Mon appétit passait par là vers midi. Aucune illusion vu le contexte pas tellement glamour, j’ambitionnais de juste me nourrir, je me méfiais, presque assuré que cette assiette allait compter pour du beurre, pas encore goutée et déjà oubliée. Parmi la brochette de petits commerces plus ou moins récents: Favouille. Le sobriquet au frontispice me tire un sourire. Terrasse joliment dressée et dedans, c’est clair dans sa dominance boisée contemporaine. Ouai mais bon. Faut pas me la faire à moi, je cause de quoi je mange, pas des rideaux et autres artifices de décorum pour flatter les mirettes des grappes de bobos qui n’attendent que ça. Bref! Et dedans mes petits ortolans, j’ai vu un personnel heureux. L’adorable serveuse organisée déroule entre salle et terrasse tandis que le patron affiche un sourire naturel vissé entre les oreilles dans le cadre de ses attributions de responsable et coupable par anticipation de mon plaisir à venir, je l’ignorais encore, sans illusion sur le contenu de mes assiettes vu le contexte alimentaire de la zone, je vous le rappelle, vous ne suivez jamais.

A l’ardoise: tagliata de bœuf, parmesan, sauce vierge et noix de cajou. Merlu, caviar courgette, légumes de saison (été) et crème fumée. Viande grillée du boucher, jus de volaille maison, frites et salade. Et deux ou trois desserts dont “choco addict” caramel beurre salé et amande. Mon entrée poulpe fondant, pois chiche, aubergine et chorizo. “Sens esthétique certain” comme dit Mauricette quand elle reluque Jean Dujardin torse nu.

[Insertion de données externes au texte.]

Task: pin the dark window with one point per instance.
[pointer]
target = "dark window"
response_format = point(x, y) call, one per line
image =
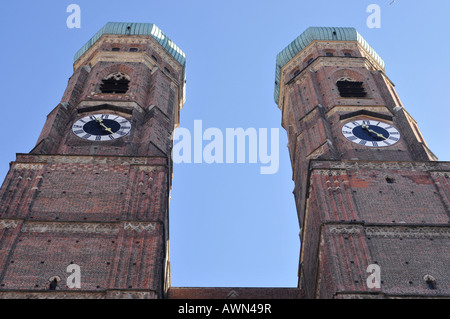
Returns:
point(351, 89)
point(117, 83)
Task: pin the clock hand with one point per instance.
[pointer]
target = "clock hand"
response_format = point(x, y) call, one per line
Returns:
point(366, 127)
point(100, 121)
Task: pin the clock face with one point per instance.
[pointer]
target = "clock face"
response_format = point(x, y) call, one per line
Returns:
point(101, 127)
point(372, 133)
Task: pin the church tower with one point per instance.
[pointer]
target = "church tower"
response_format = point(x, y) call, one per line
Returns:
point(85, 213)
point(372, 201)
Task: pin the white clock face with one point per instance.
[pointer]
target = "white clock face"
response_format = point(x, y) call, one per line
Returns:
point(371, 133)
point(101, 127)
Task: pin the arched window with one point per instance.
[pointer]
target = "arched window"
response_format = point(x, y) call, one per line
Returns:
point(117, 83)
point(350, 88)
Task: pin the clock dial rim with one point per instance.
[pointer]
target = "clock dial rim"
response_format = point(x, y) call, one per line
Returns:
point(369, 139)
point(121, 129)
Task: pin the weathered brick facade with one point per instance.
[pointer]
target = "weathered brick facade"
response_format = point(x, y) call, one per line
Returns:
point(100, 205)
point(360, 205)
point(104, 205)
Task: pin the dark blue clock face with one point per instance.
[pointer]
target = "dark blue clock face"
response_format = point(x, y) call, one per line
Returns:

Du frais, un demi bestiau snacké tendre du sol au plafond comme rarement, un délice d’aubergine confite au miso (condiment japonais), comme un houmous avec des bricoles pour tonifier, chorizo et grenade, une lichette de sauce vierge pour lier l’idée. Si j’m’attendais !

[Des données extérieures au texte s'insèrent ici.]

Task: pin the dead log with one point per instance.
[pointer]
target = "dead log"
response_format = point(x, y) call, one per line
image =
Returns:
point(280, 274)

15,5/20, boing. J’ai dû trépigner en attendant mon steak de thon, quinoa-boulgour, légumes et crème safran. Voici un “chaud-froid” de présentation circulaire, pratique et copieux. Un lit de quinoa-boulgour bien pensé avec cébette ciselée, grains de maïs, fine brunoise de carotte et concombre au détour du bosquet, les tailles sont essentielles. Tranche de thon à déguster rouge, je veux dire bleue. Fin croutage, snackée d’un seul côté. Du copieux en finesse qui vous bichonne la courge. D’autant que la crème safranée au véritable safran, pas du Ripolin tricheur comme du fond de teint, laque avec parcimonie l’estivale idée. 15,5/20 et reboing. J’étais ému de l’étonnant niveau de cuisine. Même si plus rien ne m’étonne. Qui? La marseillaise Fanny Aimerito, la trentaine de printemps. Fac des Arts à Aix après un bac scientifique. Et puis la révélation de la cuisine: 7 ans passés à Une Table au Sud dont 3 comme sous-chef, puis second de cuisine de Ludovic Turac. Autant dire que la furtive candidate de Top Chef en 2019 en a sous le capot. Avec son cordial compagnon Thibaud Lacour à l’accueil, les voilà sur la route de l’aventure de la restauration pour soi avec le type de cuisine qu’on adore au Bouche à Oreille. Celle imbibée d’un cinglant savoir-faire sans ostentation, produits top niveau avec légumes locaux qui viennent à pied sans avoir fait de frigo, viandes et poissons sélectionnés avec l’œil rigoureux d’un visagiste de casino de jeux. Carte des vins adaptée, y compris quand la saison des coquillages se profile, renseignez-vous. Une très bonne table (de plus) pour l’amateur de restaurants fins et généreux, noyée au milieu d’une majorité d’autres rarement heureuses. Vous auriez pu la trouver sans moi, mais il vous aurait fallu faire un pas de côté.